America’s love affair with movies was in full bloom a century ago. Folks took to the new medium with a passion. They also embraced the popular perception—carefully nurtured by studio heads—of Hollywood as a kind of Neverland where stars wholesomely frolicked in the sun like carefree teenagers. With a major morality push underway just then (Prohibition had become the law of the land the year before), movie moguls made sure their box office breadwinners appeared squeaky clean.

That carefully-crafted illusion was shattered in a San Francisco hotel room.

At the center of the storm was 300-pound celluloid darling Roscoe “Fatty” Arbuckle. He had slogged his way up the entertainment ranks, paying his dues while mastering the art of comedy. He made cinematic history in 1913 by becoming the first comic to get hit in the face with a pie on screen.

Arbuckle worked alongside silent movie legends, including Charlie Chaplin, Buster Keaton, and the Keystone Cops. He may have practiced slapstick comedy, but he stood out from the pack with his clever wit. And his obesity was always part of the gag.

Fatty eventually was earning a staggering $1,000 per day ($30,000 in 2021 dollars) plus 25 percent cut of the profit. Additionally, he had the one thing performers covet most: complete artistic control.

By 1921, Fatty Arbuckle was second only to Charlie Chaplin as America’s favorite funnyman.

He and two male buddies decided to spend a Labor Day weekend getaway in San Francisco. They rented rooms in the elegant St. Francis Hotel. Women were invited, a phonograph provided music, and bootleg alcohol flowed freely.

When it was over, Virginia Rappe, a 20-something model and movie actress, was seriously ill. She was hospitalized with a ruptured kidney, developed peritonitis, and died four days later.

Two days after that, Arbuckle was arrested.

One partygoer, a woman with a shady past, claimed Fatty had raped Rappe. San Francisco’s DA harbored dreams of being elected governor and he swooped down on Arbuckle without doing legal due diligence.

Then the floodgates opened in the press. Americans were deluged with a wave of lurid stories (some true, some embellished, some completely fabricated). Readers were rattled by tales that transformed virtuous Hollywood into a lusty den of midnight orgies and decadence, all driven by illicit narcotics and marching to the beat of newly popular jazz music. Moralists had a field day condemning southern California’s modern-day Sodom.

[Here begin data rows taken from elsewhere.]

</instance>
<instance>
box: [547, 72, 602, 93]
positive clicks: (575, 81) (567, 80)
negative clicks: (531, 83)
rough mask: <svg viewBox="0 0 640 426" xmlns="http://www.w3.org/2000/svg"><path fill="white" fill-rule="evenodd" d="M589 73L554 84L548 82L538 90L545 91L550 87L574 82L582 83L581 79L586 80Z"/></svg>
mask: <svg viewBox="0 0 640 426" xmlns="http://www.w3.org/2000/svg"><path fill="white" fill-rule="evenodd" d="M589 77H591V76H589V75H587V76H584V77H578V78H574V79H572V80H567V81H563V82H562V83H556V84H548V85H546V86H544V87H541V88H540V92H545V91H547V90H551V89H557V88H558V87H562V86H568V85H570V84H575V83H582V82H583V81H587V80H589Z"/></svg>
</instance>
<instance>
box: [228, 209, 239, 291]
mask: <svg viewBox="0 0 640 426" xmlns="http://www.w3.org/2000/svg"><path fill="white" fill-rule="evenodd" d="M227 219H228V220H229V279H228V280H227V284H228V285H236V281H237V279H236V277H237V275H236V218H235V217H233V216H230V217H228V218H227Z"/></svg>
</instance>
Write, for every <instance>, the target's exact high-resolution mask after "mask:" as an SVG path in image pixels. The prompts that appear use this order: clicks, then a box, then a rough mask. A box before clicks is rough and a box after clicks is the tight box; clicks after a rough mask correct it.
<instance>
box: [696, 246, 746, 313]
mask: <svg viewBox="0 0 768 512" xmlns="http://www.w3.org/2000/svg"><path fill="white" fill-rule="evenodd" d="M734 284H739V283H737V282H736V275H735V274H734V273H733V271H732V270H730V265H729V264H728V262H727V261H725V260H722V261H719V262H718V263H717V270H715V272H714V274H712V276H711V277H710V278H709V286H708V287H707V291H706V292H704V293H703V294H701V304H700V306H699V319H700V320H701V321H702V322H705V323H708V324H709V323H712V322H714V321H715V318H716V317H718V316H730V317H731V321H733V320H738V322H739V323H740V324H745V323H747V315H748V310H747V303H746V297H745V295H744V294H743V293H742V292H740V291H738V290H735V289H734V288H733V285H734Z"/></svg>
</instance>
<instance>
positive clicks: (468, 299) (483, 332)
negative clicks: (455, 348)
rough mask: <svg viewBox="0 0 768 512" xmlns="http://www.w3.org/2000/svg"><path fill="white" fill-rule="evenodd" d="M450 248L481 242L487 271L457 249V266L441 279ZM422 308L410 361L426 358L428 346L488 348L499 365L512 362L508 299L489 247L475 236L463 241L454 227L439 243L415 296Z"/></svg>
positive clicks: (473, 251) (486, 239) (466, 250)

Fatty Arbuckle bore the brunt of it, falling from movie poster favorite to poster boy for lascivious lifestyles. Wild rumors spread like wildfire. His enormous girth had caused Rappe’s bladder to burst, he had raped her with a bottle. Many of those rumors persist to this day.

Whatever his faults, for he certainly was no choirboy, it appears Arbuckle didn’t rape Virginia Rappe. It was later learned she suffered from cystitis and had previously had a venereal disease, suggesting her health was in delicate condition before the events of September 5, 1921. A weekend of bootleg hooch didn’t help.

Fatty was tried and acquitted in three trials over seven months. When the third concluded in April 1922, jurors took the highly unusual step of apologizing to him! “Acquittal is not enough for Roscoe Arbuckle. We feel that a great injustice has been done to him … for there is not the slightest proof to connect him in any way with the commission of a crime.”

But the damage could not be undone. The industry eventually regained much of the public’s trust by instituting the Hays Code that made sure movies were so innocent, nuns playing a hand of pinochle looked racy in comparison.

A decade later, Fatty finally persuaded Warner Brothers to let him appear in short comedies. On June 29, 1933, he signed a contract to finally star once more in a feature film. It was also his first wedding anniversary with his second wife. He told friends, “This is the best day of my life.”

That night he suffered a heart attack and died in his sleep. He was 46, a victim of whatever had happened a dozen years earlier in Room 1219 at that San Francisco hotel.